Pale wanderings, these! And sad. For they tell me that in all the so-called practical affairs of life I am a weak person of confused mentality. There is bitterness in the thought.
I rather like that man. I think I feel a deep pity for him. And I am his mortal enemy. I can not understand it. But it is so.
I think I will give you up, you Journal that have so long been my companion in the rich solitude of my working life. For this life of mine is a working life no longer. It has turned off into the dark byways of passion. My purpose, hitherto compelling, falters now. My once clear mind is clouded and confused. I do not know when I shall work again. I do not know what I shall do. I only know that all is dark and still in the room next to this dingy room of mine, and that a sad, beautiful woman sleeps softly there. I only know that I love her beyond my strength, and yet that I seem unable to hate the man who would hate me if he knew.
It is only a little later—in the very early morning. I have reconsidered. I shall not yield to this weakness. After all, it may steady me to continue my old-time habit of writing everything down. Besides, it is clear that I shall have no sleep this night. It will be better to keep occupied at something.
It was my weakness for introspection, I think, that brought me to that state of bewilderment. I seem to get along better when I confine my narrative closely to the facts. I must resolve again, as I have resolved before, simply to tell what took place. Just tell it.
I turned away from the bar-room door. A number of men from one of the legations approached along the corridor. They were talking and laughing rather freely, and were all tall men, so that I neither heard nor saw the man behind them until after I had stepped aside and across the corridor to let them pass in to the bar. And the man behind followed them in without seeing me.
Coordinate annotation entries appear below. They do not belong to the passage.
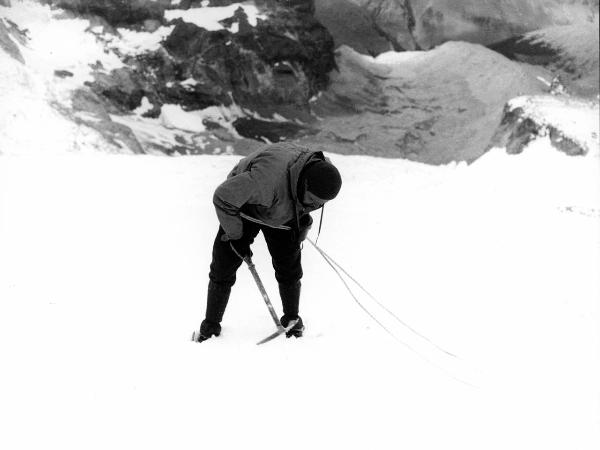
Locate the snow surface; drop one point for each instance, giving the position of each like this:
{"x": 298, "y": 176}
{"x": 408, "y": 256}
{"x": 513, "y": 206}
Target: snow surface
{"x": 104, "y": 267}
It was Sir Robert. He was in evening dress, of course, true to his British breeding. His monocle dangled against his shirt front. He was bowed a little. His hands shook perceptibly as he walked. And I observed that same new nervous twitching on the left side, of his face.
He stepped a little way into the room and looked about, as I had done. I waited. I did not seem to care whether he saw me or not, but felt no desire to invite conversation with him.
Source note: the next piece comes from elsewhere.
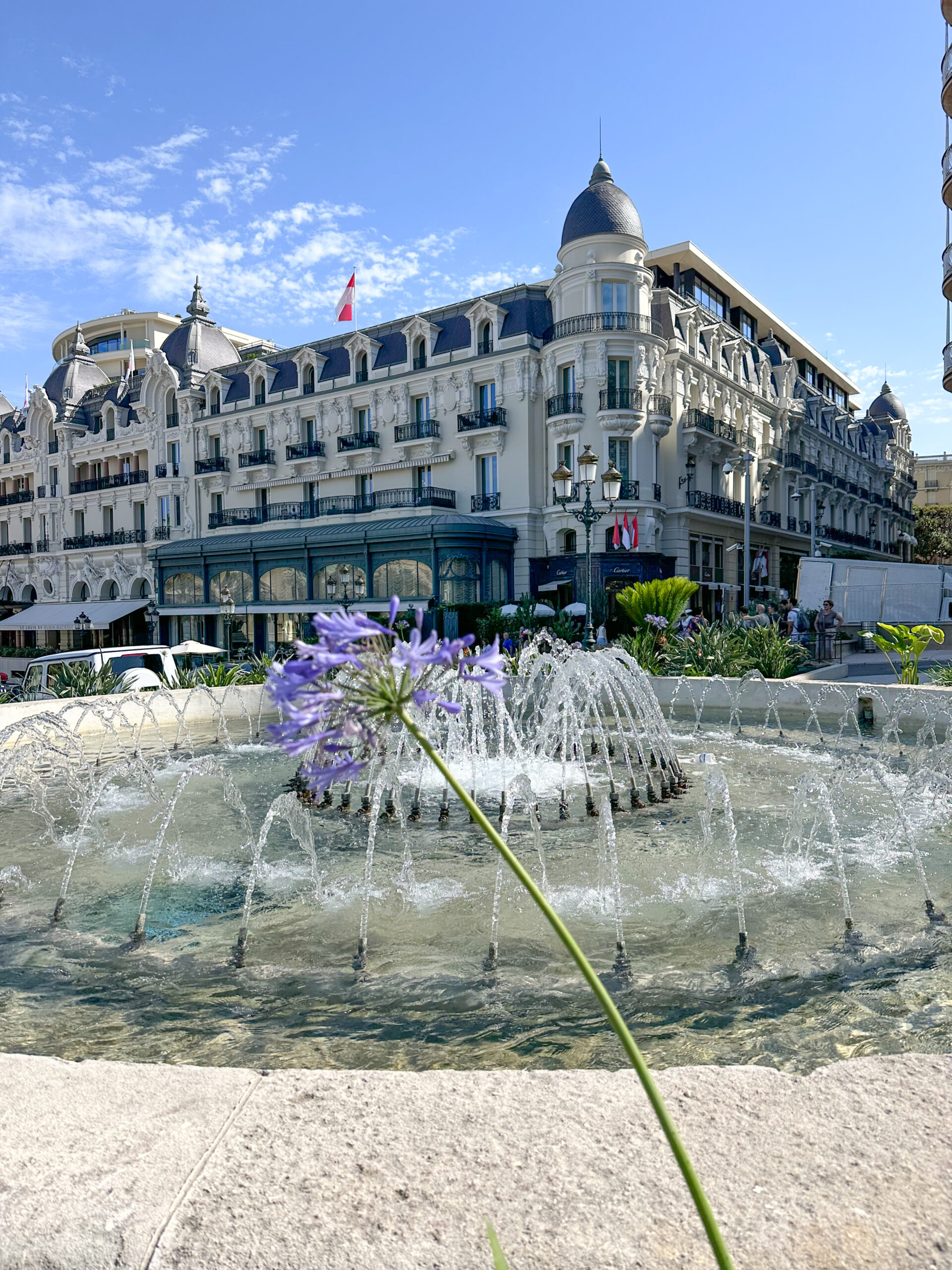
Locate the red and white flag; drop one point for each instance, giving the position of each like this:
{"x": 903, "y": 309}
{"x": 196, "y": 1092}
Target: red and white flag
{"x": 346, "y": 305}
His eyes finally rested on the drunken man in the corner. His left eyelid drooped and drooped, as it always does when he is thinking intently. It seemed to me that he stood there for a long time, and that there was irresolution on his face. Myself, I could not take my eyes off him; it fascinated me to watch his drooping eyelid and the twitching corner of his mouth.
After a time he slowly turned and came out. He did not so much as know that I was there. He was studying the carpeted floor—thinking, thinking. I followed him.